ISTANBUL — Mass dolphin deaths have scientists worried that pollution from Russia’s war in Ukraine could have lasting impacts on ecosystems in the region.
More than 100 dolphins have washed up on the Turkish coast since February, a high number compared to previous years, according to Uğur Özsandıkçı, lead researcher of marine life at Sinop University, in a Turkish city south of Crimea. Dolphins have also recently been spotted acting unusually in other countries sharing the coastline. Local marine biologists suspect that a driving cause is likely noise pollution from warships in the north.
The low-frequency sonar of warships and submarines directly interferes with dolphins’ echolocation, said Pavel Goldin, a marine biologist specializing in dolphins at the Schmalhausen Institute of Zoology in Ukraine. Unable to navigate, the dolphins cannot identify prey and can therefore starve. They can also get confused and panic, accidentally swimming into rocks or onto shore. Some might also swim into naval mines, triggering their explosion, or could be killed by live fire.
A full investigation into the causes and scope of the recent dolphin deaths could take months or years, with much of the coastline inaccessible to researchers because of the war. Still, these deaths and other war-related pollution could create a “crisis in biodiversity,” according to the Turkish Marine Research Foundation.
Satellite images published last month suggest that Russia may be using bottlenose dolphins to guard its Sevastopol base, but the claims were never confirmed. Ukrainian media reported in 2018 that most of the combat dolphins that Russia had seized at the Crimean base had died, likely of starvation.
“It is hard to say if they can be protective at all, because dolphins look more like victims, like targets in this war,” Goldin said. These dolphins would be even more vulnerable to naval radars than they were in 2014 when Russia annexed Crimea, with Russian warships in Sevastopol now more numerous and running for longer periods of time.
The noise pollution can also disturb many fish populations, Goldin said, and cause them to migrate far away. This disrupts the local ecosystem, as does the sudden death of dolphins, which are at the top of the Black Sea food chain. Their death could threaten entire subpopulations, and it could take many years before their population is renewed.
“These are only the deaths we have been able to observe,” Özsandıkçı said of those found on the Turkish coast. “There are those that have washed ashore that we haven’t seen. And there are those that have died and not come ashore. We think those numbers are very high.”
Özsandıkçı conducted a necropsy on four common dolphins that showed that most were tangled in fishing nets. He sent more carcasses to Ankara for further study to better understand why they were driven into the nets in the first place.
“The common dolphins may have swum from north to south, but it is very difficult to research this under these conditions,” he said. “We usually work with Ukrainian colleagues, but we haven’t heard news from them.”
Dolphins have also been found stranded en masse in Bulgaria and Crimea, showing behavior atypical of their species. Green Balkans, a Bulgarian rehabilitation center, reported that a lone common dolphin was found in a harbor in April, whereas common dolphins rarely break from their schools and usually stay in the open sea far from the coast. Also, 52 harbor porpoises were found tangled in fishing nets in April, compared to 10 that were found last year. Bottlenose dolphins are usually too big and nimble to be caught, but Green Balkans said eight were found dead last month off the coast of Bulgaria.
In some cases, live dolphins that approached the shore were also visibly weak or dehydrated and showed no sign of infection or entanglement. While Crimea is inaccessible to Ukrainian conservationists, people have reported mass strandings of common dolphins there too, according to Goldin. He said that these cases suggest acoustic trauma.

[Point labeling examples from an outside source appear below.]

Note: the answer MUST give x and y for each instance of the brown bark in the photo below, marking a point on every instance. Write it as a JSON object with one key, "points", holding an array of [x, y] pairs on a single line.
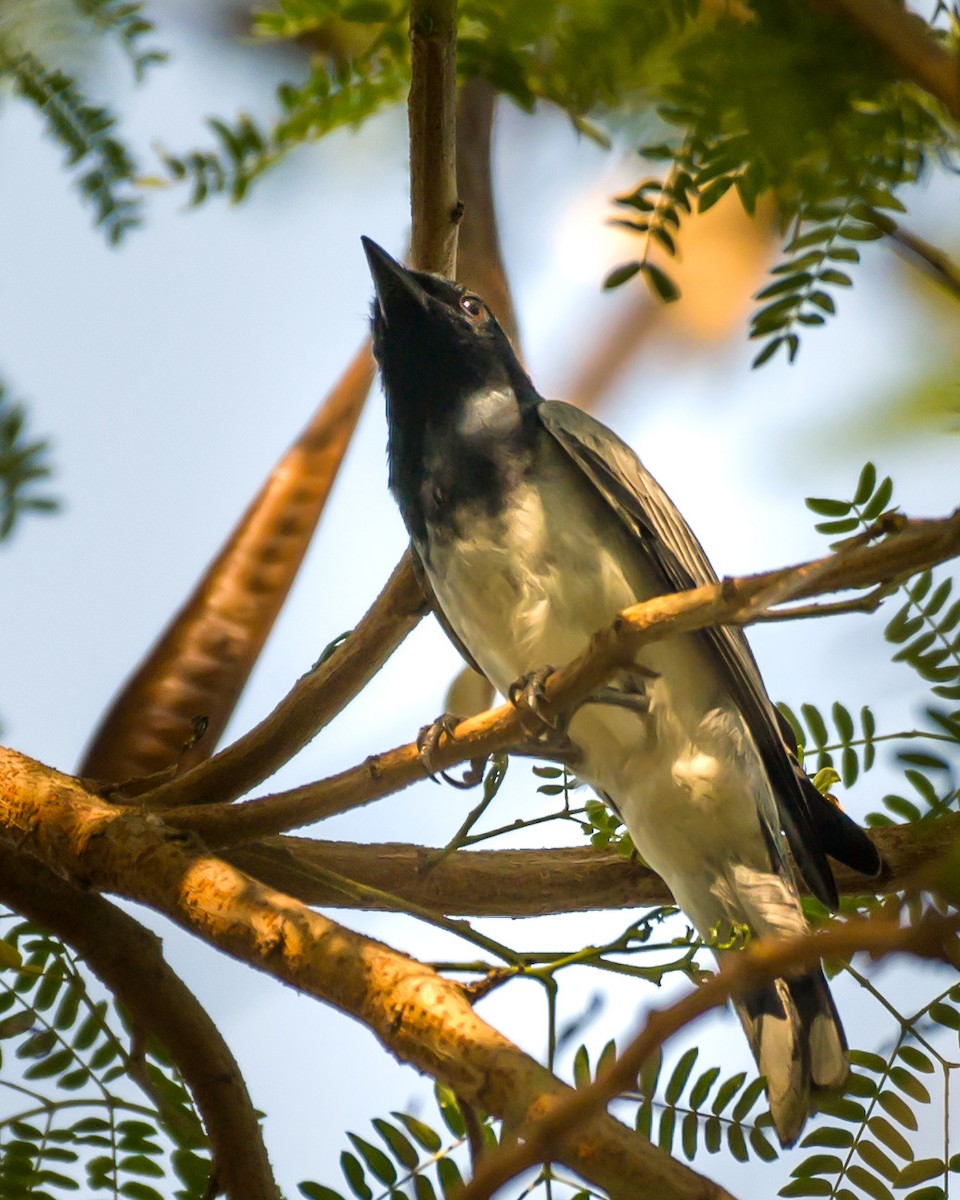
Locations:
{"points": [[911, 547], [417, 1014], [431, 109], [130, 961], [906, 39], [522, 882], [201, 663], [313, 701]]}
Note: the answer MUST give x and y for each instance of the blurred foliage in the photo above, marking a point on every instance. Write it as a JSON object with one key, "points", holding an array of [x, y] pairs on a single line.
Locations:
{"points": [[87, 1098], [767, 99], [771, 100], [23, 463], [102, 166]]}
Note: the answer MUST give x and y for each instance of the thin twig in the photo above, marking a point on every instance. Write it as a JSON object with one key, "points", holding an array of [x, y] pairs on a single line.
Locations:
{"points": [[420, 1017], [525, 882], [431, 111], [913, 546], [933, 937]]}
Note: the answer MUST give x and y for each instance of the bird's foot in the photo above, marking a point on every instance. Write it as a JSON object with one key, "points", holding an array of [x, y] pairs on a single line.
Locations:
{"points": [[427, 743], [528, 696]]}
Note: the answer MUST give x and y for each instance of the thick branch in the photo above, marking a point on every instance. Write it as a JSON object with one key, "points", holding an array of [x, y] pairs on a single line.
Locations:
{"points": [[201, 663], [313, 701], [431, 109], [130, 961], [933, 937], [522, 882], [479, 258], [418, 1015], [907, 40], [915, 546]]}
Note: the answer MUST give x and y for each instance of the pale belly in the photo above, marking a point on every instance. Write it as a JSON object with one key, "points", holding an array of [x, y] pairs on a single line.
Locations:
{"points": [[522, 594]]}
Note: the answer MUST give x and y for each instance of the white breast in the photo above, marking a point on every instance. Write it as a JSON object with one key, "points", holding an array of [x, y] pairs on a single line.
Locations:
{"points": [[528, 588]]}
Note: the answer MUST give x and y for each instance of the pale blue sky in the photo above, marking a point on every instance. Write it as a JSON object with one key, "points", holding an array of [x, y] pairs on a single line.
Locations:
{"points": [[172, 373]]}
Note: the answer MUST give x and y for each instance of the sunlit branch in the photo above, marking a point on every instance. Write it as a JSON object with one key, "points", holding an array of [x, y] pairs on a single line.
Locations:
{"points": [[420, 1017], [935, 936], [130, 961], [912, 546]]}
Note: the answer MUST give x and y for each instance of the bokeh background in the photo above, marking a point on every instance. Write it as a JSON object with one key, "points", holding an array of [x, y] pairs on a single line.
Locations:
{"points": [[172, 373]]}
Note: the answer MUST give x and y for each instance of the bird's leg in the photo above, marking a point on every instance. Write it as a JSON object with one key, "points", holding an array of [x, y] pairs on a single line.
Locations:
{"points": [[527, 695], [427, 742], [628, 689]]}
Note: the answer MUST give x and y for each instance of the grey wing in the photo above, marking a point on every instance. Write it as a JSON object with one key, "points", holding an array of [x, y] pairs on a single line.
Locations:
{"points": [[670, 544]]}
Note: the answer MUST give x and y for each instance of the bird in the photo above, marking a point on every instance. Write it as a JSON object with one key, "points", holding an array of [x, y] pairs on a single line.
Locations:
{"points": [[533, 525]]}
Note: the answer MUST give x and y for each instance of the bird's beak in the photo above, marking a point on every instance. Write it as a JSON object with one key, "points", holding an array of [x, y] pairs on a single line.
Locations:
{"points": [[396, 287]]}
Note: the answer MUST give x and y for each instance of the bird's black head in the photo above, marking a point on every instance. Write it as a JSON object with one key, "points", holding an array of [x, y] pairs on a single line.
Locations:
{"points": [[436, 342], [460, 407]]}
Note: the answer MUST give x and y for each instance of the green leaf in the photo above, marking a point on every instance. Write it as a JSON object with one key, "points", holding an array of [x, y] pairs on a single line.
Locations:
{"points": [[401, 1147], [619, 275], [450, 1110], [892, 1139], [355, 1176], [827, 508], [875, 1157], [805, 1187], [661, 286], [449, 1176], [869, 1182], [701, 1090], [749, 1097], [909, 1084], [16, 1024], [898, 1109], [916, 1059], [943, 1014], [681, 1074], [737, 1144], [726, 1092], [919, 1173], [317, 1192], [689, 1131], [819, 1164], [375, 1158], [763, 1149], [667, 1125], [831, 1137], [880, 501]]}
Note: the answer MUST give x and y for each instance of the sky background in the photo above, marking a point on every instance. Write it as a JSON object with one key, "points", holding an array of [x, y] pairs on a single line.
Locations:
{"points": [[173, 372]]}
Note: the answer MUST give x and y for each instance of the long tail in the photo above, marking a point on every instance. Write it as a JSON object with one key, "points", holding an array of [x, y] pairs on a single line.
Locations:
{"points": [[798, 1043]]}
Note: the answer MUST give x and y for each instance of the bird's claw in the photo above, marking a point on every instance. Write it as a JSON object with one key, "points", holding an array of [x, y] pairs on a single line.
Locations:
{"points": [[427, 742], [528, 696]]}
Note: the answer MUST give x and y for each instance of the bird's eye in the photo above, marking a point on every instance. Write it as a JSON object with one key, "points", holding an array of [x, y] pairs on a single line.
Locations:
{"points": [[472, 305]]}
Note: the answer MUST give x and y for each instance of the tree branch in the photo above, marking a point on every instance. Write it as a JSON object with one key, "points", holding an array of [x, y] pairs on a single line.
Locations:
{"points": [[479, 258], [523, 882], [130, 961], [911, 547], [417, 1014], [931, 937], [202, 661], [431, 109], [313, 701], [907, 40]]}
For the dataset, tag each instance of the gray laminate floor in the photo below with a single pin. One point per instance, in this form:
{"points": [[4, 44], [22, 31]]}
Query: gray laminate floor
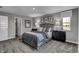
{"points": [[16, 46]]}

Several scientific groups have raised the alarm over growing pollution in the Black Sea caused by sabotaged infrastructure, oil spills from sunken warships and chemical runoff from ammunition. Researchers and organizations from 75 countries signed an open letter in March on the environmental harm of the war, including potential nuclear disaster. Ukrainian scientists are still assessing the level of ecological damage caused by the war.

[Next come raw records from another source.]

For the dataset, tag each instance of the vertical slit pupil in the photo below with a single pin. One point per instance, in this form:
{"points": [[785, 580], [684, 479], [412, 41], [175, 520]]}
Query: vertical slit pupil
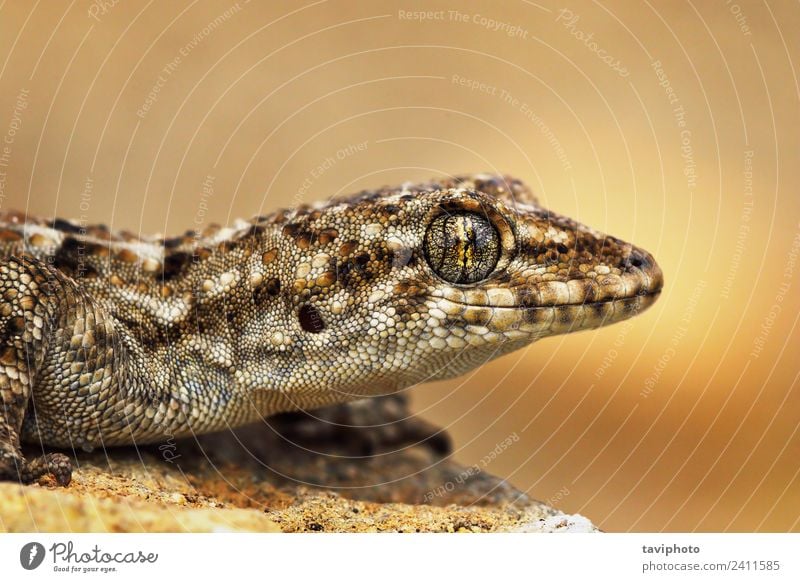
{"points": [[310, 319]]}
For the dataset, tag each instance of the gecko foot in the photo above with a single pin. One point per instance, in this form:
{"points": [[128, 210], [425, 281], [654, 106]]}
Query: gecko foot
{"points": [[14, 467]]}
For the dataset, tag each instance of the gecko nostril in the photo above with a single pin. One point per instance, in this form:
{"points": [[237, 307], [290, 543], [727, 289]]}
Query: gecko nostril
{"points": [[310, 319]]}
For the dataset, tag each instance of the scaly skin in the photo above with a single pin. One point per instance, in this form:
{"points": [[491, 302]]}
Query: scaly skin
{"points": [[111, 339]]}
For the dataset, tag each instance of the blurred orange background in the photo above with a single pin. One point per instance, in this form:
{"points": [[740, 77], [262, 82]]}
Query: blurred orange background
{"points": [[670, 126]]}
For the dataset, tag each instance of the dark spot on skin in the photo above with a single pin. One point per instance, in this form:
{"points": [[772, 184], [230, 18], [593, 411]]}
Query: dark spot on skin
{"points": [[328, 235], [64, 226], [310, 319], [227, 246], [347, 248], [362, 259], [16, 325], [273, 286], [290, 229], [172, 243], [71, 258], [531, 315], [175, 264], [526, 297]]}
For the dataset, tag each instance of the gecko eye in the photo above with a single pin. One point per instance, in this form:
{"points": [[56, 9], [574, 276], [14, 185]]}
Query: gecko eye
{"points": [[462, 248]]}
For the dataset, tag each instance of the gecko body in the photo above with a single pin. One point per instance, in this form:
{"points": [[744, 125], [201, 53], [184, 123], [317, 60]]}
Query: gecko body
{"points": [[111, 338]]}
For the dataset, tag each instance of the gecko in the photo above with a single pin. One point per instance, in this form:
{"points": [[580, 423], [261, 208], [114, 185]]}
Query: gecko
{"points": [[113, 338]]}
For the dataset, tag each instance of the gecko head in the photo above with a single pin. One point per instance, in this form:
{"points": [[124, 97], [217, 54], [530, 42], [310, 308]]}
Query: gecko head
{"points": [[432, 280]]}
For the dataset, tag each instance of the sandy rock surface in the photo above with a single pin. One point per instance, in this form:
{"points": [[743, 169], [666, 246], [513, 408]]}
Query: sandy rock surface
{"points": [[255, 480]]}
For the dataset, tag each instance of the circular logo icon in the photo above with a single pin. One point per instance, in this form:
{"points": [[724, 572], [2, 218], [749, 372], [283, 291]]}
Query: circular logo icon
{"points": [[31, 555]]}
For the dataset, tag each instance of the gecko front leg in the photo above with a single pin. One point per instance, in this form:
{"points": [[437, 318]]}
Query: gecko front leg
{"points": [[364, 427], [29, 306]]}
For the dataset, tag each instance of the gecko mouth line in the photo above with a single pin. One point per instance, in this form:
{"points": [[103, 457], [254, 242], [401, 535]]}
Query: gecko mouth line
{"points": [[647, 294]]}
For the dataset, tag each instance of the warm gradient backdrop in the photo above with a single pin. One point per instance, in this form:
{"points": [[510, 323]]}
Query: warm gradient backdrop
{"points": [[671, 125]]}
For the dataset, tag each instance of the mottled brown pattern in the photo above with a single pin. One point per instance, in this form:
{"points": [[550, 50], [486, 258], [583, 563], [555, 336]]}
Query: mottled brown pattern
{"points": [[110, 339]]}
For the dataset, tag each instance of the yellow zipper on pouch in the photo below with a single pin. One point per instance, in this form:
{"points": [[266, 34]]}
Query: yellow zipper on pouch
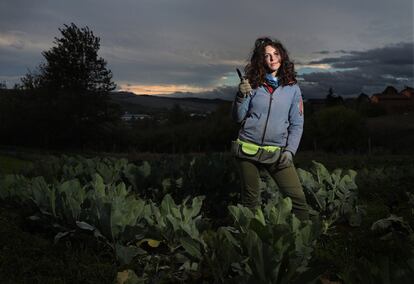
{"points": [[252, 149]]}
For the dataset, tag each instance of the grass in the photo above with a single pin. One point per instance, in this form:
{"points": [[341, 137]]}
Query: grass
{"points": [[10, 164]]}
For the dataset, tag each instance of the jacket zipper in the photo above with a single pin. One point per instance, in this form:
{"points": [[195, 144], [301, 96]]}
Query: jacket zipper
{"points": [[267, 118]]}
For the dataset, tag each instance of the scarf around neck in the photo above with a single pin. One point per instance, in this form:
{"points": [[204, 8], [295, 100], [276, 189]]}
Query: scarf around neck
{"points": [[272, 81]]}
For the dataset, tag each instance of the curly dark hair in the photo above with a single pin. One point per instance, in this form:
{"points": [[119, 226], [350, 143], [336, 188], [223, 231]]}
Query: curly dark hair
{"points": [[256, 70]]}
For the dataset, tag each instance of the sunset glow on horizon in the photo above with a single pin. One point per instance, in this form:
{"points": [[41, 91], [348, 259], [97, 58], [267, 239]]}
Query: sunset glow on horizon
{"points": [[160, 89]]}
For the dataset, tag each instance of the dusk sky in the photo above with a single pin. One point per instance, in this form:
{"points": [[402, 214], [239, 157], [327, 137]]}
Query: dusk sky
{"points": [[192, 47]]}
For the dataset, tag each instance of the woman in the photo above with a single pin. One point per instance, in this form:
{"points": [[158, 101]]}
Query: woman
{"points": [[270, 109]]}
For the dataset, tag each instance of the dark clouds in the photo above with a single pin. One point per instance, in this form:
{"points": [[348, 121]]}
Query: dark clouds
{"points": [[197, 43], [365, 71]]}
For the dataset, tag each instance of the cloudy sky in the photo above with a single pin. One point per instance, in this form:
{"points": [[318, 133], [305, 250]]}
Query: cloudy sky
{"points": [[192, 47]]}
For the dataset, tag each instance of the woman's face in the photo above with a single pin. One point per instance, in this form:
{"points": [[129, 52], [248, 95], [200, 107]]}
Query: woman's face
{"points": [[272, 58]]}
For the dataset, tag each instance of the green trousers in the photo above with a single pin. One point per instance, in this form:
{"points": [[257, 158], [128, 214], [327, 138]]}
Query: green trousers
{"points": [[286, 178]]}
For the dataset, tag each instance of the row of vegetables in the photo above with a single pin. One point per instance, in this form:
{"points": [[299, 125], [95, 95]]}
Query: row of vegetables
{"points": [[181, 220]]}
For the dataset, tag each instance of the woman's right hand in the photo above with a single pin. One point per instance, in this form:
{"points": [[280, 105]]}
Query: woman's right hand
{"points": [[244, 88]]}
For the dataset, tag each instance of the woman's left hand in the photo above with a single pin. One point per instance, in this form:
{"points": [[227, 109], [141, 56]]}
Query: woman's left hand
{"points": [[286, 159]]}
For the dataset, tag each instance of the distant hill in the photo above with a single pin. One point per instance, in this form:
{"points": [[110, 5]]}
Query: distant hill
{"points": [[133, 103]]}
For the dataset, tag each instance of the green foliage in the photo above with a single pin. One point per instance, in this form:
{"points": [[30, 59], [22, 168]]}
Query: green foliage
{"points": [[333, 195], [337, 129], [150, 215]]}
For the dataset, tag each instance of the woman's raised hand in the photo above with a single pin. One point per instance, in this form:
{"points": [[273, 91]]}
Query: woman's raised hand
{"points": [[244, 86]]}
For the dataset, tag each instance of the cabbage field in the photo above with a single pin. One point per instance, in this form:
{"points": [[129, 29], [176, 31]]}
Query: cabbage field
{"points": [[178, 220]]}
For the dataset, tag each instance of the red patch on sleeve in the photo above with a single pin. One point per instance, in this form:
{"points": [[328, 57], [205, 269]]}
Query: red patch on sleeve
{"points": [[300, 106]]}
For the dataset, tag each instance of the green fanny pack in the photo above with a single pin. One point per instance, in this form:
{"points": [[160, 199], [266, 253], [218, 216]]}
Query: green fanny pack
{"points": [[254, 152]]}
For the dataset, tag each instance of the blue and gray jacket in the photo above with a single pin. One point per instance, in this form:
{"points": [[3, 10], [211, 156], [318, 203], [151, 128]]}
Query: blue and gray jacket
{"points": [[274, 119]]}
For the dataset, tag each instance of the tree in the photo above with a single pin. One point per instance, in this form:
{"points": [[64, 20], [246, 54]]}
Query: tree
{"points": [[332, 99], [68, 94], [73, 64]]}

The Black Sea itself is already highly fragile from decades of heavy industrial and agricultural activity in the north, overfishing in the south and a makeup that leaves little oxygen in its waters and high levels of poisonous hydrogen sulfide.

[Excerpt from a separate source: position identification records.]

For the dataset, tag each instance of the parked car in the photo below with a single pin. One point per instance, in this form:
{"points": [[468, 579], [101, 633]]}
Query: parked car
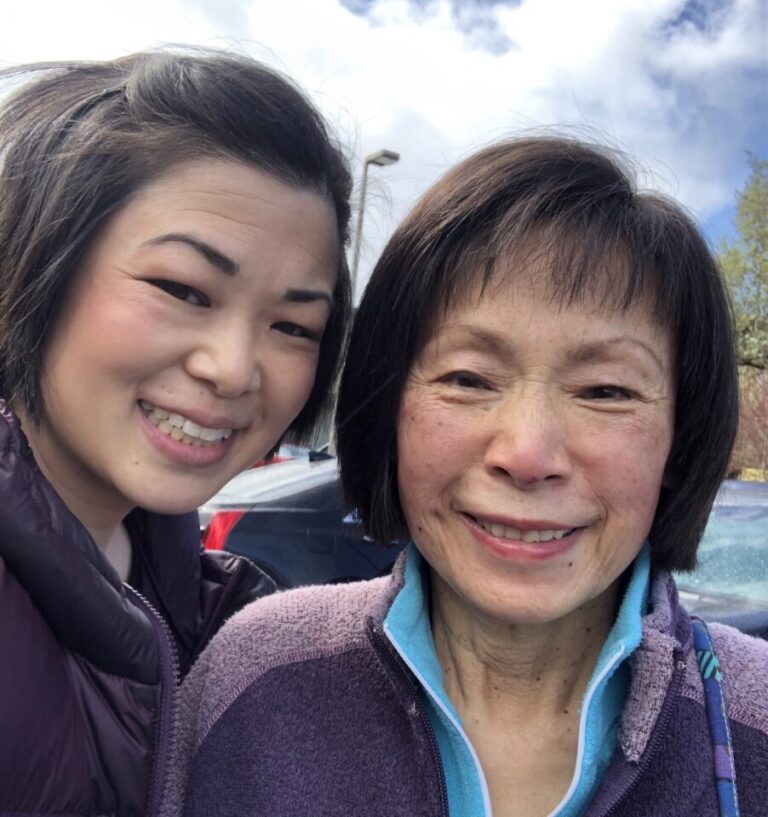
{"points": [[730, 583], [287, 517]]}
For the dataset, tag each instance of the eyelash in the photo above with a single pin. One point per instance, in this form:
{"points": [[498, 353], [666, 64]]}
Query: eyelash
{"points": [[618, 392], [464, 380], [181, 292], [294, 330]]}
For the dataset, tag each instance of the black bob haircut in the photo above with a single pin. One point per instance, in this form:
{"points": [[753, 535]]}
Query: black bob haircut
{"points": [[77, 140], [575, 206]]}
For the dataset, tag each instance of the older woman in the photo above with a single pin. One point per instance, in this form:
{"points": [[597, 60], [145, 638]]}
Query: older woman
{"points": [[173, 294], [541, 394]]}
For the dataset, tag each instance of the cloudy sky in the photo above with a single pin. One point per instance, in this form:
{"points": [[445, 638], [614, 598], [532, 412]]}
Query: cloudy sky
{"points": [[681, 85]]}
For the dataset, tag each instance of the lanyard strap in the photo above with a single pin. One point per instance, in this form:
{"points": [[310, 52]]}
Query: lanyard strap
{"points": [[717, 713]]}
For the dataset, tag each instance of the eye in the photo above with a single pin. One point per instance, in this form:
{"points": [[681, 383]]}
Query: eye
{"points": [[181, 291], [464, 380], [607, 392], [295, 330]]}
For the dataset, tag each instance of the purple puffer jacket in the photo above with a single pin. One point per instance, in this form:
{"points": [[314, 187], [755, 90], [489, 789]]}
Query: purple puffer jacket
{"points": [[88, 667], [300, 706]]}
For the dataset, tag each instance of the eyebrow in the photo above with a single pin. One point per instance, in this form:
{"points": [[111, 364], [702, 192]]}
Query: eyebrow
{"points": [[211, 254], [602, 349], [307, 296], [231, 267], [586, 353]]}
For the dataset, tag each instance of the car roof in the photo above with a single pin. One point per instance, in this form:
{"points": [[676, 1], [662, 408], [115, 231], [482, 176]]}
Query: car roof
{"points": [[275, 481]]}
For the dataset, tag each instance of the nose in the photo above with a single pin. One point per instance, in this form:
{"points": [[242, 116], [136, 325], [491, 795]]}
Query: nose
{"points": [[227, 359], [526, 442]]}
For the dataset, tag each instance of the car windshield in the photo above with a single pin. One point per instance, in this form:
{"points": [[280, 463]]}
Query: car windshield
{"points": [[733, 558]]}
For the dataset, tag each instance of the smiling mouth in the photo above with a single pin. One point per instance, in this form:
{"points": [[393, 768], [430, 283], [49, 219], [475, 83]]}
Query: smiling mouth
{"points": [[518, 535], [182, 429]]}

The Commission on the Protection of the Black Sea Against Pollution, which oversees cleanup of the sea, did not respond to requests for comment.
Still, Goldin said that he doubts that the pollution could be as harmful for dolphins as military sonar. He said he is worried about another mass stranding after reports from Ukrainian officials that Russian ships and submarines were spotted at open sea in the northwest, where common dolphins usually feed.
“It’s not a matter of one event,” he said. “This is the primary problem, because the war is not over. It’s every day.”